Olbermann - Why I stopped blogging about politics so much

http://www.msnbc.msn.com/id/6210240/

Why I stopped blogging about politics
Keith Olbermann

SECAUCUS - So much. The title should really read “Why I stopped blogging about politics so much.”

Something happened in December from which I’m just cooling down. It represents all the worst byproducts of this useful new form of media, and it underscores that we’re all going to have to figure out how to address them or the blogosphere will succumb to Global Warming long before the planet will.

On December 27th, we got an email from the lead lawyer for John Kerry in Ohio, Daniel J. Hoffheimer (remember him? It seems like only yesterday…) cautioning reporters “not to read more into” what the Kerry-Edwards campaign had just said about the authenticity of the election. “There are many allegations of fraud. But this presidential election is over. The Bush-Cheney ticket has won.” We ran several quotes from the email on Countdown that night, and more here on the blog.

Now, we can debate the merits of the email, and whether or not Senator Kerry’s people tantalized some of their supporters in the weeks after the election by first saying what seemed to be election-challenging things, and then saying “no, we didn’t mean thaaat.” But we can’t debate who Daniel Hoffheimer was, nor his standing in the Kerry camp, nor the fact that I wouldn’t get very far if I just made the news up every day, including quotations and even entire people.

Stop it. Stop that Fox joke you were thinking of.

Nonetheless, I got an email that night from a woman who identified herself only as Alexandra, who insisted “something clearly has happened to your coverage. Looks like ‘bait and switch’ to me… your quote (was that really true???) from the Kerry attorney saying they believed Bush really won (no fraud???) is so far fetched, I may as well have been listening to Karl Rove or Scott McClellan…”

Remembering the countless nerves frayed in the preceding two months, I replied gently to Ms. Alexandra, forwarding her Hoffheimer’s email.

The next afternoon she was back. “Can someone get a statement DIRECTLY from Kerry’s office that ‘Hoffmeier’ (sic) is INDEED his attorney? No one’s heard his name before (though maybe Bush/Cheney lawyers, or Karl Rove might have a clue)…”

As Charlie Brown used to say, arrrgh!

I sent Alexandra the name of Hoffheimer’s firm and suggested she check him out herself, and noted again that I wouldn’t get very far just making this stuff up out of whole cloth. Even the nutbags at both far ends of the political spectrum get called on that.

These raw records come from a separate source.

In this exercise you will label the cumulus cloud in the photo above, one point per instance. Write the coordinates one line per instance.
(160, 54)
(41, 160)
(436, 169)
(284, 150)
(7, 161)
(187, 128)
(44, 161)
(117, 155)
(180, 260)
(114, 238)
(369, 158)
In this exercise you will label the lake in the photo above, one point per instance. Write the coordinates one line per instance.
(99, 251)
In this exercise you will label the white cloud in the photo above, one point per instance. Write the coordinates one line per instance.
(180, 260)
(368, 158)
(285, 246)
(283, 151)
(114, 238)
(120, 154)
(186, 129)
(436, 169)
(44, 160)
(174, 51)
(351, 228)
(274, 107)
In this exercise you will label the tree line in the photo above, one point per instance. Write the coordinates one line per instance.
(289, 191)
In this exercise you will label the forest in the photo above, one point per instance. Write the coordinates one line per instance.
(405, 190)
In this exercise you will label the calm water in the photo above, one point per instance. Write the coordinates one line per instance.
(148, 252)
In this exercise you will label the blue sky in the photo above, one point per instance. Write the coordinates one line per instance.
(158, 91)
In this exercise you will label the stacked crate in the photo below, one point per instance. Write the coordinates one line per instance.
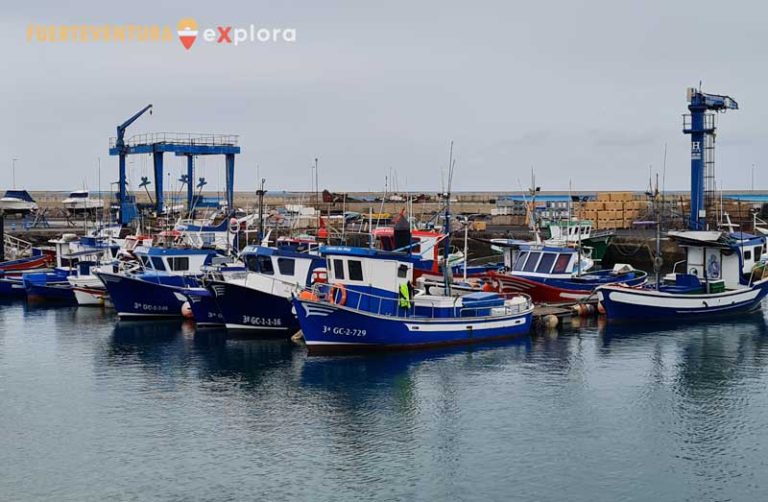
(614, 209)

What wore me out, of course, was the idea that because I was presenting news that a viewer didn’t like, I had to have sold out to one party or another, and/or fabricated it. The woman presumed that I had created a fictional character, was stupid enough to quote him on national television, and was guilty of both these crimes and had to get a note from John Kerry that I wasn’t making it up.

If this is the ultimate impact of the blog on the MSM, we’re only going to have a newscast once every few months. We’ll be spending the intervening time preparing the footnotes and the affidavits.

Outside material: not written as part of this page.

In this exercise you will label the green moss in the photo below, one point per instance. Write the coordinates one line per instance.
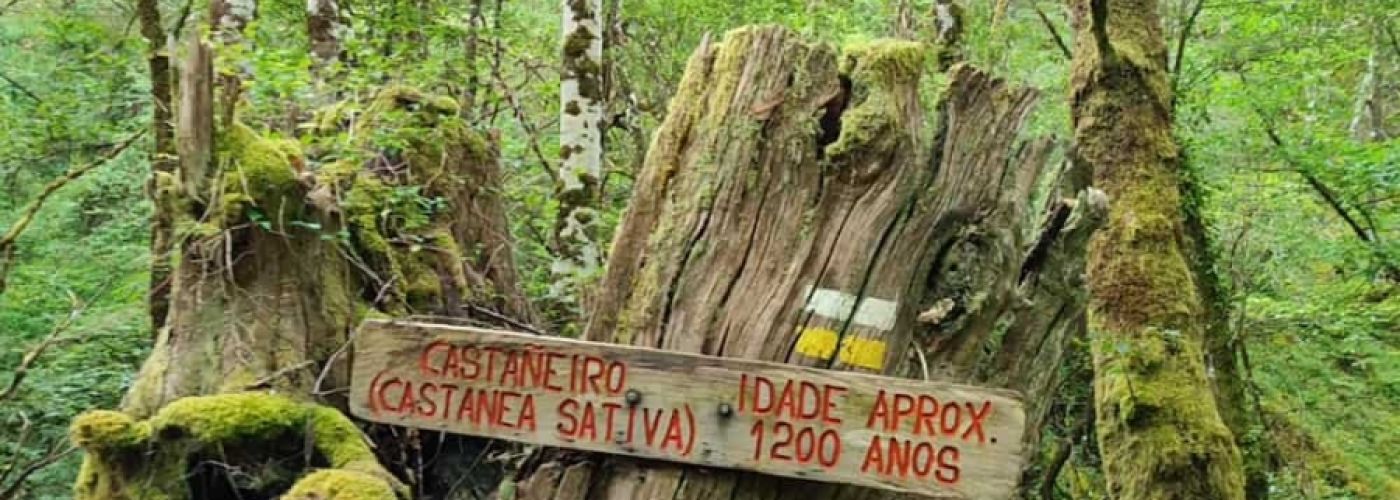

This wasn’t the first complaint email I’d ever gotten, but it was the first out of hundreds of similar tone that actually reminded me of the late Senator Moynihan’s observation that we can all have our own opinions, but we can’t all have our own facts.

I’ll get over it. I hope Alexandra found Mr. Hoffheimer and that they’re very happy together.

And I should tell you that I’m still getting an e-mail or two a day from those individuals over at James Dobson’s Focus On The Family who are apparently just getting the memo. This is the “SpongeBob SquarePants” controversy from a month ago (you know, the one Bill O’Reilly said last week that he stopped, and “saved” SpongeBob). The writers continue to miss the point, and more importantly, to underscore how Dr. Dobson missed the boat on which area has long truly needed his tub-thumping and fervor. He should’ve founded something called Focus On The School System.